Keduanya berlomba menguasai masa depan bukan dengan senjata, tapi dengan kekuatan digitalisasi.
Lalu, Indonesia di mana?
Indonesia saat ini berada di tengah pusaran kekuatan global, dengan potensi besar namun posisi masih sebagai pasar konsumen, bukan produsen teknologi. Beberapa hal penting:
- Kelemahan infrastruktur digital lokal, terutama di luar Pulau Jawa, masih menghambat pemerataan digitalisasi.
- Ketergantungan pada platform asing membuat data dan ekonomi digital Indonesia rawan dikendalikan luar negeri.
- Namun di sisi lain, UMKM digital, startup AI lokal, dan geliat ekosistem kreator konten mulai menunjukkan kekuatan dalam negeri.
Yang menggembirakan, lembaga pendidikan tinggi mulai turun tangan.
Salah satunya adalah Institut Islam Muara Jambi (INISMA) yang menyatakan digitalisasi sebagai satu dari 5 keterampilan utama yang wajib dimiliki mahasiswa agar siap masuk dunia kerja.
Tak hanya berhenti di wacana, INISMA membentuk IGDC (Inisma Growth & Develop Center) dengan visinya: "Menjadi pusat pelatihan unggulan yang mendorong pertumbuhan dan pengembangan keterampilan bagi individu dan organisasi, guna menciptakan SDM yang kompetitif, inovatif, dan siap menghadapi tantangan global."
Sebagai ruang nyata untuk mengasah keterampilan digital seperti content creation, digital marketing, hingga pengembangan AI agar lulusannya bukan hanya bisa kerja, tapi juga menciptakan peluang kerja.
Apa yang harus dilakukan Indonesia?
- Dorong kemandirian teknologi lewat investasi dan insentif untuk talenta digital.
- Buat kebijakan digital yang pro pelaku lokal, tanpa menutup diri dari kerja sama internasional.

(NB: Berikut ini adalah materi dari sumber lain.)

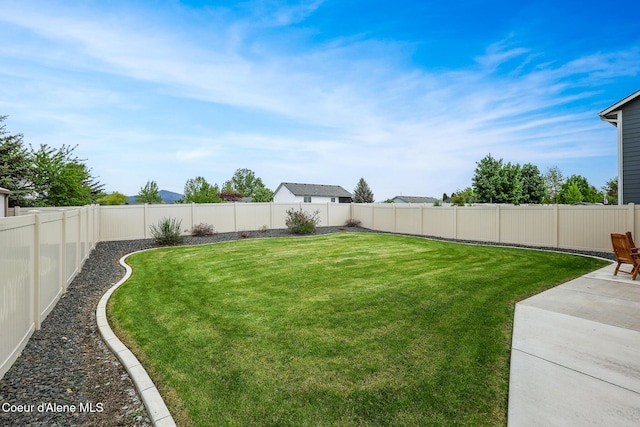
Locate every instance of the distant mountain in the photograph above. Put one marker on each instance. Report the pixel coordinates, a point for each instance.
(167, 197)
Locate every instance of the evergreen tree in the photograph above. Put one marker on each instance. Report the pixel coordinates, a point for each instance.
(533, 188)
(16, 170)
(362, 193)
(60, 179)
(553, 180)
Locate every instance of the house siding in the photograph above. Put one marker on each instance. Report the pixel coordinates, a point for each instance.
(631, 152)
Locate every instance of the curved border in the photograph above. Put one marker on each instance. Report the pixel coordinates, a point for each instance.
(157, 409)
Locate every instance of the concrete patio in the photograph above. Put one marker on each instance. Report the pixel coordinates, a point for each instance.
(575, 357)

- Jadikan Indonesia bukan hanya medan perang ekonomi digital global, tapi pemain aktif yang mengatur permainannya.
- Dan yang paling penting: revolusi digital harus dimulai dari pendidikan. Apa yang dilakukan INISMA bisa jadi contoh konkret untuk diikuti kampus-kampus lain.
Perang tarif China vs AS adalah pertarungan visi dan strategi. Tapi kita, sebagai negara berkembang dengan potensi besar, tak bisa terus berdiri sebagai penonton.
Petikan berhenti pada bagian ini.